For many years, SIS had been manufacturing and selling small mechanized plants for grinding corn, producing gari from cassava, and extracting palm oil. Adapting some of his established machines and designing at least one new one, Solomon Adjorlolo produced a prototype shea butter plant and looked for an opportunity to test it. Working through the TCC, the prototype plant was transferred from Kumasi to the Intermediate Technology Transfer Unit (ITTU) in Tamale in the Northern Region where the shea tree is abundant. The tests were successful; the mechanized plant could produce much more butter in a day than a team of village women could produce in a week using the old method.

Now the danger of gender change arose. It has often been observed in Ghana and elsewhere that as soon as traditional village industry is mechanized and routine drudgery is eliminated, industry is taken out of the hands of women and into the hands of male entrepreneurs. Therefore, the Tamale ITTU ensured that the SIS plant remained in the test village run by the women who had collaborated in the test. Later, when the German aid agency GTZ financed another four shea butter plants, these too were assigned to established women’s groups with many years of experience in shea butter production.

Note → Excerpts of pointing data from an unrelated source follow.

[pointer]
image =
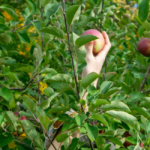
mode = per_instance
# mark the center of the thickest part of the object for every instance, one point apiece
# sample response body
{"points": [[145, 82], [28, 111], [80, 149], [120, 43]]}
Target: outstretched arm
{"points": [[95, 63]]}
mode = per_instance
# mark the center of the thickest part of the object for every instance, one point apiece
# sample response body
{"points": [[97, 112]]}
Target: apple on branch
{"points": [[98, 44]]}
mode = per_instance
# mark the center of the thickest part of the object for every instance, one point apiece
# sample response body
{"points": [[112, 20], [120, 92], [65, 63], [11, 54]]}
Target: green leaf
{"points": [[45, 121], [116, 105], [38, 55], [88, 79], [115, 140], [48, 70], [24, 38], [73, 144], [10, 11], [37, 25], [1, 118], [30, 104], [80, 118], [5, 37], [135, 96], [111, 91], [58, 109], [64, 78], [48, 91], [62, 137], [27, 69], [100, 118], [82, 40], [143, 10], [105, 86], [46, 103], [32, 5], [71, 13], [67, 126], [51, 9], [141, 30], [100, 142], [6, 93], [92, 131], [141, 111], [109, 133], [32, 133], [125, 117], [55, 31], [5, 139], [11, 118]]}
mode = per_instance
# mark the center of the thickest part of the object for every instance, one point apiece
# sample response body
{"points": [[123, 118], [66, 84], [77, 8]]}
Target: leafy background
{"points": [[37, 83]]}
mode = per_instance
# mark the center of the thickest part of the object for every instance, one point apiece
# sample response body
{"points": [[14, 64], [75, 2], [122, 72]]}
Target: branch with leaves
{"points": [[23, 88], [145, 78]]}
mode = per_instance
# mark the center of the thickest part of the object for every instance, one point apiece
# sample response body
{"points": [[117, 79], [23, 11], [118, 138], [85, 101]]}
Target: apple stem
{"points": [[145, 78]]}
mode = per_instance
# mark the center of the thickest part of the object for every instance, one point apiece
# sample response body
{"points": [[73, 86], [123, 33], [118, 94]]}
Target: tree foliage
{"points": [[41, 61]]}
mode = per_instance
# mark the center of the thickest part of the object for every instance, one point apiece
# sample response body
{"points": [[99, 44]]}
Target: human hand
{"points": [[95, 63]]}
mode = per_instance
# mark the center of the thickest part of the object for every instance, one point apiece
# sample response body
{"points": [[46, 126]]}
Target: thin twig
{"points": [[42, 39], [18, 140], [23, 88], [145, 78], [45, 131], [75, 75]]}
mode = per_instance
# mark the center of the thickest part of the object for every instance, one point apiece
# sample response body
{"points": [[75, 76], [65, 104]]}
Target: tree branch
{"points": [[75, 75], [44, 131], [20, 141], [42, 39], [145, 78], [23, 88]]}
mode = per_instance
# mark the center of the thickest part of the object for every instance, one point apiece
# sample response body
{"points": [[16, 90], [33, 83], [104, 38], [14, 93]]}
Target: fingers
{"points": [[89, 51], [107, 42], [106, 48]]}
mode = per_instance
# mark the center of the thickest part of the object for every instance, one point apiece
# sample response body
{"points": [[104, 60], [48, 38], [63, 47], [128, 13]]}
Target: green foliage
{"points": [[37, 83]]}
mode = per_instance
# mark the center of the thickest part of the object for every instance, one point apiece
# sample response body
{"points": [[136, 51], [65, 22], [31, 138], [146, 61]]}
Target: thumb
{"points": [[89, 50]]}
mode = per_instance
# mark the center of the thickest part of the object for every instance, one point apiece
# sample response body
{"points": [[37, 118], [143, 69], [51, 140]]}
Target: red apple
{"points": [[144, 47], [98, 44]]}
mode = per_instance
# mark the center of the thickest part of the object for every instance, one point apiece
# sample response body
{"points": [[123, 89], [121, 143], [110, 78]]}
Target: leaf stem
{"points": [[145, 78], [23, 88]]}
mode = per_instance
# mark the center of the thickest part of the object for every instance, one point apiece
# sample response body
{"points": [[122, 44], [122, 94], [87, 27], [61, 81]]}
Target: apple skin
{"points": [[144, 47], [98, 44]]}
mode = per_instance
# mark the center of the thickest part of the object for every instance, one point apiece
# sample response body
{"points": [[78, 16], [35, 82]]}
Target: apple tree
{"points": [[42, 56]]}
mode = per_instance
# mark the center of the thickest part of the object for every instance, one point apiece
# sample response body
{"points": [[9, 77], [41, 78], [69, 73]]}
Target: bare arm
{"points": [[94, 64]]}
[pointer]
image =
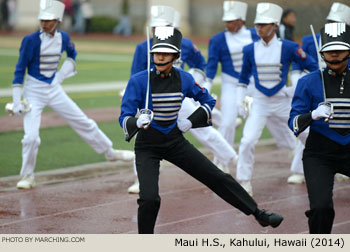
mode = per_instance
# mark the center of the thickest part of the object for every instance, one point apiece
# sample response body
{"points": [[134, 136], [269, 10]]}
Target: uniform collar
{"points": [[272, 41]]}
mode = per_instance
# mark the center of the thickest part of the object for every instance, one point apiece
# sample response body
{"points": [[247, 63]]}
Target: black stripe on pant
{"points": [[152, 146]]}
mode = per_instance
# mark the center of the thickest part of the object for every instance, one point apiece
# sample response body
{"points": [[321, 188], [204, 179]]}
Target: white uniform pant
{"points": [[41, 95], [275, 110], [228, 109], [297, 163], [207, 136]]}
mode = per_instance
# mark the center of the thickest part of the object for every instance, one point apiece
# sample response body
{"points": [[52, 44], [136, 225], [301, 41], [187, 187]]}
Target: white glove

It was around this time that the BBC came to Ghana to make a film with the famous British industrialist Anita Roddick, founder of the Body Shop beauty chain. The theme of the film was women entrepreneurs pioneering new business ventures and the BBC contacted the TCC for help in identifying such individuals in Ghana. So Anita Roddick met the Northern Region shea butter producers and she was very impressed, not only with her company but also with the quality of her product.

The first order for shea butter placed by the Body Shop was for four tons for experimental use. The matter moved slowly, but in the early 1990s a Fair Trade agreement was negotiated with a long-standing exporter, Wonoo Ventures Ltd. Within a few years, the annual export of shea butter to The Body Shop exceeded 100 tons, with most of the profits going back to the women farmers and their village development funds. And so it must remain for many years, because it could take sixty years to establish a productive plantation of shea trees to feed a large-scale centralized extraction plant.